Según Derrida, la farmacia de Platón nos permite obtener las medicinas necesarias para sanar el alma de la sociedad mediante la utilización del lenguaje en la búsqueda de la verdad, sea esta compartida o no, pero verdad al fin que está acorde con la razón por la que los hombres somos capaces, de nuevo, de dialogar, de no ser unos meros brutos. El lenguaje nos construye, pero también es construido por nosotros y está en nuestra mano el hacer uso adecuado del mismo. Lafarmacia de Platón de Derrida es la oposición dialéctica a la farmacopea rajoyana. Se trata de un compendio de recetas desgastadas por la historia, la malsana historia de la usurpación y el latrocinio y que tan mal sentaban a Sócrates en el Fedro. Es un batiburrillo, una miscelanea mamapea entre Goebbels y Paco Martínez Soria. Su procedimiento es bien sencillo: utilización de una calculada ambigüedad en expresiones como «hay que hacer lo que hay que hacer»; expresión de formulaciones genéricas que enganchen con un aparente sentido común, tipo «no podemos gastar lo que no tenemos»; cierre ideológico del discurso: «no hay alternativas, la historia se ha encargado de desmentirlas»; y culpabilización generalizada «hemos vivido por encima de nuestras posibilidades». Es decir, un montón de bobadas sin más sentido que embaucar a una audiencia sumisa, en parte, o refractaria, pero que, en todo caso, nada puede hacer contra la utilización torticera de la democracia.
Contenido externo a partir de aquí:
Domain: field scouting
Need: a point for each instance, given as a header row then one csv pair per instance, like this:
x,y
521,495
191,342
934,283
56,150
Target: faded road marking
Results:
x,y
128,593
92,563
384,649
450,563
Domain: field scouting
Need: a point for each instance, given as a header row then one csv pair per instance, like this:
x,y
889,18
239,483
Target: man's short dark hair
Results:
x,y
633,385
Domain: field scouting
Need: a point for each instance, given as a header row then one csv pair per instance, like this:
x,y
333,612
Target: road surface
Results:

En esta farmacia de Rajoy ha aparecido el último de los remedios que acabarán por matar al paciente: el saqueo del sistema público de pensiones. La expresión farmacológica es la siguiente: «si en los próximos meses no crecemos, no podremos mantener las prestaciones sociales» (Chiquito de Güindws dixit). Una vez asentado el diagnóstico e implementado el remedio, se pone en práctica la descalificación de la crítica y la machacona devastación del ámbito dialógico de toda posible demarcación democrática del debate. Los medios afines, todos, se reparten la justificación: «vivimos mucho y por tanto…»; «hay menos cotizantes por cada perceptor…»; «los sistemas más avanzados, como USA (sic), no tienen un sistema de reparto»; «hay quemodernizar el sistema de seguridad social»; «hay que aplicar la agenda reformista«; «los pensionistas se dedican a saquear las arcas públicas»; en fin, una sarta de brabuconadas insolentes que nada tienen que ver con la verdad ni con la realidad. Todo esto conducirá a la reducción paulatina del sistema público de pensiones que conllevará el aumento, como en Portugal, de la parte que costea el trabajador a costa de la parte que toca al empresario, la disminución de la base para el cálculo y la redirección de estos ingresos al pago dichoso de la deuda, encumbrada como Molok global que exige, como siempre, sacrificios humanos.
Ah, y no protesten, tenemos más remedios, reformas y modernizaciones por si estas no funcionan, es decir, no permiten detraer recursos públicos suficientes para lo privado.
La farmacopea rajoyana acabará con todos nuestros males, y también con nuestros bienes.
* J. Derrida, La diseminación, Editorial Fundamentos, Madrid 1997.